INTEREST OF CERTAIN PERSONS IN MATTERS TO BE ACTED UPON
Except as disclosed in this Proxy Statement, the directors of the Company are not aware of any material interest, direct or indirect, of any person who has been a director or executive officer of the Company at any time since the beginning of the Company’s last completed financial year, or any associate or affiliate of any of the foregoing persons, in any matter to be acted upon at the Meeting. All directors and officers may be awarded incentive compensation under the Company’s equity incentive plans in accordance with the terms of those plans.
INTEREST OF INFORMED PERSONS IN MATERIAL TRANSACTIONS
Except as described below or otherwise disclosed in this Proxy Statement, neither the Company, nor any director or officer of the Company, nor any shareholder beneficially owning or exercising control over 10% or more of the voting securities, nor any associate or affiliate of any one of them, has or has had, at any time since the commencement of the Company’s last completed financial year, any material interest, direct or indirect, in any contract transaction or proposed transaction that has materially affected or would materially affect the Company or any of its subsidiaries.
OTHER MATTERS TO BE ACTED UPON
There are no other matters to be considered at the Meeting which are known to the directors or executive officers of the Company at this time. However, if any other matters properly come before the Meeting, it is the intention of the persons named in the form of proxy accompanying this Proxy Statement to vote the same in accordance with their best judgment of such matters exercising discretionary authority with respect to amendments or variations of matters identified in the Notice of Meeting, and other matters which may properly come before the Meeting or any adjournment thereof.
ADDITIONAL INFORMATION
Additional information relating to the Company may be found on SEDAR at www.sedar.com, EDGAR at www.sec.gov and, you may refer to the Company's Annual Report on Form 10-K for the fiscal year ended December 31, 2025, which was filed with the Securities and Exchange Commission on March 27, 2026 and available on-line with the other proxy related materials or accompanies this Proxy Statement, if requested.
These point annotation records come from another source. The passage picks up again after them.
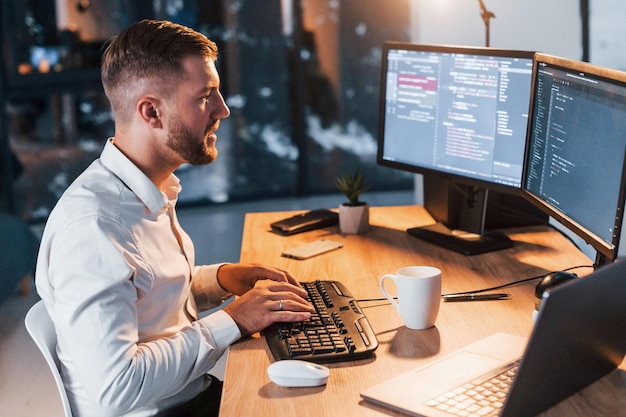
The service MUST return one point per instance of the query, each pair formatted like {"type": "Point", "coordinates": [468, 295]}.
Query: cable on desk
{"type": "Point", "coordinates": [510, 284]}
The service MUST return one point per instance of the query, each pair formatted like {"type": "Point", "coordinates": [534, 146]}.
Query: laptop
{"type": "Point", "coordinates": [579, 336]}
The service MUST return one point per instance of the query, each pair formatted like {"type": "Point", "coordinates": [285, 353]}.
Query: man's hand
{"type": "Point", "coordinates": [239, 278]}
{"type": "Point", "coordinates": [269, 302]}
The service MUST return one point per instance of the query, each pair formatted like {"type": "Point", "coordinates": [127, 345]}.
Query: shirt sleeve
{"type": "Point", "coordinates": [89, 269]}
{"type": "Point", "coordinates": [207, 291]}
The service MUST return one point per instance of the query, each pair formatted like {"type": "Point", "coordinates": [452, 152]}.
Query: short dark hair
{"type": "Point", "coordinates": [149, 49]}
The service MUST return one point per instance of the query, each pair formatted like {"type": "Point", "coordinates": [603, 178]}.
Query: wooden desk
{"type": "Point", "coordinates": [363, 260]}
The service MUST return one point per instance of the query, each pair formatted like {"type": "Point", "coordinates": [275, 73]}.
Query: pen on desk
{"type": "Point", "coordinates": [476, 297]}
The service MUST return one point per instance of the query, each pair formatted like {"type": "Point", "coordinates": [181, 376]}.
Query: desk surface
{"type": "Point", "coordinates": [363, 260]}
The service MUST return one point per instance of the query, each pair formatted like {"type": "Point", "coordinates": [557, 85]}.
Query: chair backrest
{"type": "Point", "coordinates": [41, 329]}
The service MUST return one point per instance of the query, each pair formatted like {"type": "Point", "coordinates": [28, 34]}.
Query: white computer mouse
{"type": "Point", "coordinates": [297, 373]}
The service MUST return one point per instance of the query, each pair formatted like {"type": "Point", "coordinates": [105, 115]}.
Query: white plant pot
{"type": "Point", "coordinates": [354, 219]}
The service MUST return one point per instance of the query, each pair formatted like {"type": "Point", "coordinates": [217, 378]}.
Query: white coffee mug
{"type": "Point", "coordinates": [419, 295]}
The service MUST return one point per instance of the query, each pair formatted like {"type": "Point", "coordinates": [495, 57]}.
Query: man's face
{"type": "Point", "coordinates": [199, 109]}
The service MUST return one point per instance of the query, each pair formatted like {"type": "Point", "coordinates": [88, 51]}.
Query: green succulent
{"type": "Point", "coordinates": [351, 185]}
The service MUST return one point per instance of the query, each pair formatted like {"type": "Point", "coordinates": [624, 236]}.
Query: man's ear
{"type": "Point", "coordinates": [149, 111]}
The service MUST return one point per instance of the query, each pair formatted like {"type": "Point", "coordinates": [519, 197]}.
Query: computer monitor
{"type": "Point", "coordinates": [458, 115]}
{"type": "Point", "coordinates": [574, 169]}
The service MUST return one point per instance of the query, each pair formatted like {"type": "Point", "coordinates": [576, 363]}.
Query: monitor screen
{"type": "Point", "coordinates": [456, 114]}
{"type": "Point", "coordinates": [574, 168]}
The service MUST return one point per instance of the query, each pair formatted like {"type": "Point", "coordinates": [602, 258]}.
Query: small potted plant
{"type": "Point", "coordinates": [353, 214]}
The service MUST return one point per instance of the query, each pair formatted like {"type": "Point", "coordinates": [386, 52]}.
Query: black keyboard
{"type": "Point", "coordinates": [338, 331]}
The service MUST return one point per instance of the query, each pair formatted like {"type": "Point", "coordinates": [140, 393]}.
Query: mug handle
{"type": "Point", "coordinates": [382, 288]}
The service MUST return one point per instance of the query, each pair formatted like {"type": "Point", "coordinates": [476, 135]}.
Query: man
{"type": "Point", "coordinates": [115, 269]}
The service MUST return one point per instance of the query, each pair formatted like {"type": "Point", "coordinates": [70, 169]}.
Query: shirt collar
{"type": "Point", "coordinates": [122, 167]}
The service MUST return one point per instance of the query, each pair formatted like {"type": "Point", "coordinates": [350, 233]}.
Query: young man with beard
{"type": "Point", "coordinates": [115, 269]}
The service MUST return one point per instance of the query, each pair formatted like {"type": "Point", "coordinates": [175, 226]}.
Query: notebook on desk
{"type": "Point", "coordinates": [579, 336]}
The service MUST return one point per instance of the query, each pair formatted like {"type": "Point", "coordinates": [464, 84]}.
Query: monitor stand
{"type": "Point", "coordinates": [460, 241]}
{"type": "Point", "coordinates": [460, 212]}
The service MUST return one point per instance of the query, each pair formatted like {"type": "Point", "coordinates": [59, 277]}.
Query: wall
{"type": "Point", "coordinates": [552, 27]}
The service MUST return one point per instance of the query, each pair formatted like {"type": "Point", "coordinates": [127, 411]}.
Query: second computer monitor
{"type": "Point", "coordinates": [576, 149]}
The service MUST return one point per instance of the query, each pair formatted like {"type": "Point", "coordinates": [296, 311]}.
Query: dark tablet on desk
{"type": "Point", "coordinates": [314, 219]}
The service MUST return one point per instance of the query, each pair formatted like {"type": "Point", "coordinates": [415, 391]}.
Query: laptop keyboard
{"type": "Point", "coordinates": [481, 397]}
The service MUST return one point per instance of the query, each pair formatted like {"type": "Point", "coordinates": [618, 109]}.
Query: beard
{"type": "Point", "coordinates": [193, 149]}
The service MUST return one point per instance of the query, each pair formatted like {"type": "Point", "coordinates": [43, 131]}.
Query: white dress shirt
{"type": "Point", "coordinates": [117, 275]}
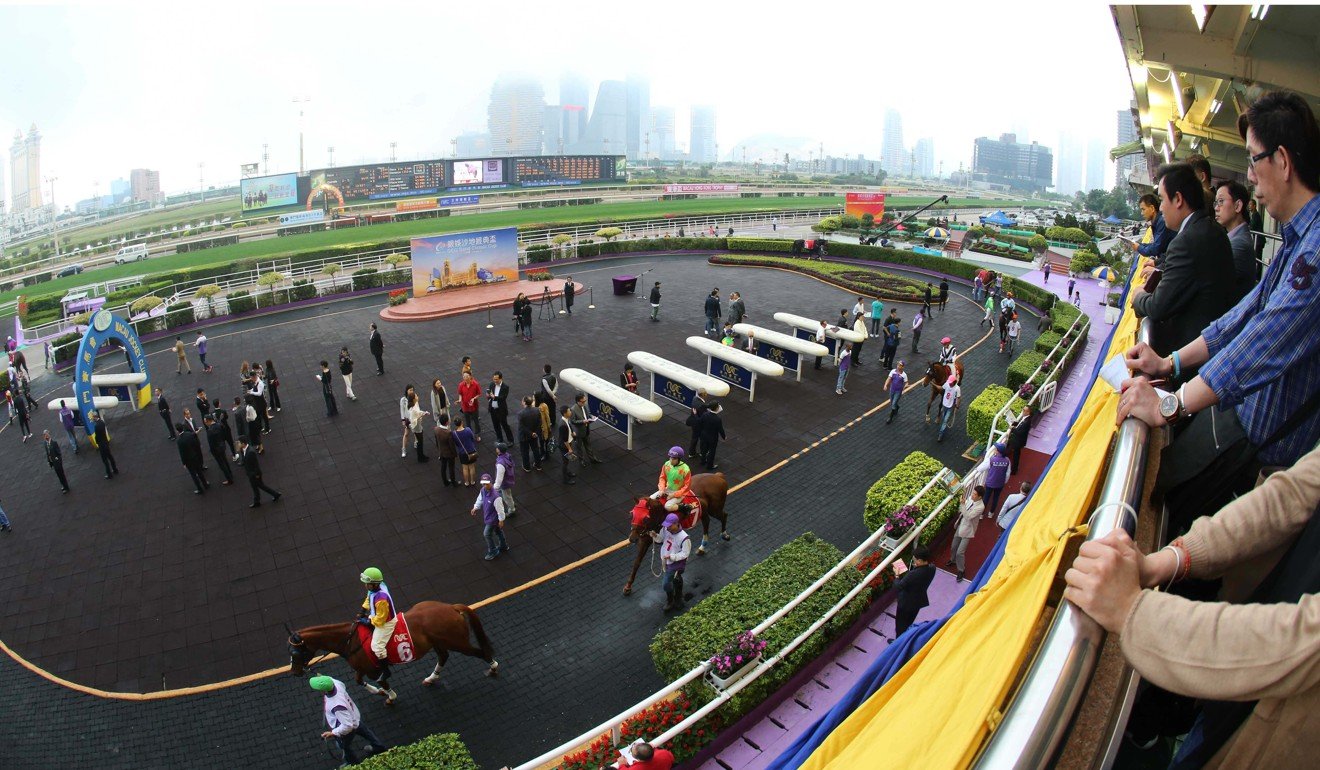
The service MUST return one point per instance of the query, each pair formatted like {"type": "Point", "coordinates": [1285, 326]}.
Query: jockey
{"type": "Point", "coordinates": [378, 610]}
{"type": "Point", "coordinates": [675, 480]}
{"type": "Point", "coordinates": [948, 353]}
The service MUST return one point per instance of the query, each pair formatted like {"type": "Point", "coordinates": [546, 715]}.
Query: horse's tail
{"type": "Point", "coordinates": [475, 625]}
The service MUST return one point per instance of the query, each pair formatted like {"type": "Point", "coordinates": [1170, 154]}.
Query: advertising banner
{"type": "Point", "coordinates": [463, 259]}
{"type": "Point", "coordinates": [269, 192]}
{"type": "Point", "coordinates": [607, 415]}
{"type": "Point", "coordinates": [858, 204]}
{"type": "Point", "coordinates": [701, 188]}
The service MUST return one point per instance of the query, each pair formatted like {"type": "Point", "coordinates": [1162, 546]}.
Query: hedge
{"type": "Point", "coordinates": [984, 408]}
{"type": "Point", "coordinates": [704, 630]}
{"type": "Point", "coordinates": [898, 486]}
{"type": "Point", "coordinates": [1022, 367]}
{"type": "Point", "coordinates": [438, 752]}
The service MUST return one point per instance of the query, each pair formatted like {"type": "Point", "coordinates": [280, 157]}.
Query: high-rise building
{"type": "Point", "coordinates": [515, 115]}
{"type": "Point", "coordinates": [892, 151]}
{"type": "Point", "coordinates": [1097, 165]}
{"type": "Point", "coordinates": [1018, 165]}
{"type": "Point", "coordinates": [1071, 163]}
{"type": "Point", "coordinates": [701, 143]}
{"type": "Point", "coordinates": [25, 171]}
{"type": "Point", "coordinates": [923, 159]}
{"type": "Point", "coordinates": [144, 185]}
{"type": "Point", "coordinates": [574, 102]}
{"type": "Point", "coordinates": [639, 114]}
{"type": "Point", "coordinates": [663, 134]}
{"type": "Point", "coordinates": [607, 131]}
Any material change report (except confidential material change reports) filed by the Company with applicable securities commissions or similar authorities in Canada under the Company’s issuer profile on SEDAR at www.sedar.com from the date of this Proxy Statement until the date of the Meeting is also incorporated by reference herein.
You may obtain copies, without charge, of documents incorporated by reference in this Proxy Statement, by requesting them in writing at 243 Tresser Boulevard, 17th Floor, Stamford, CT 06901.
Approval by the Board of Directors
The Board has approved the content and delivery of this Proxy Statement.
DATED as of the 2nd day of April 2026.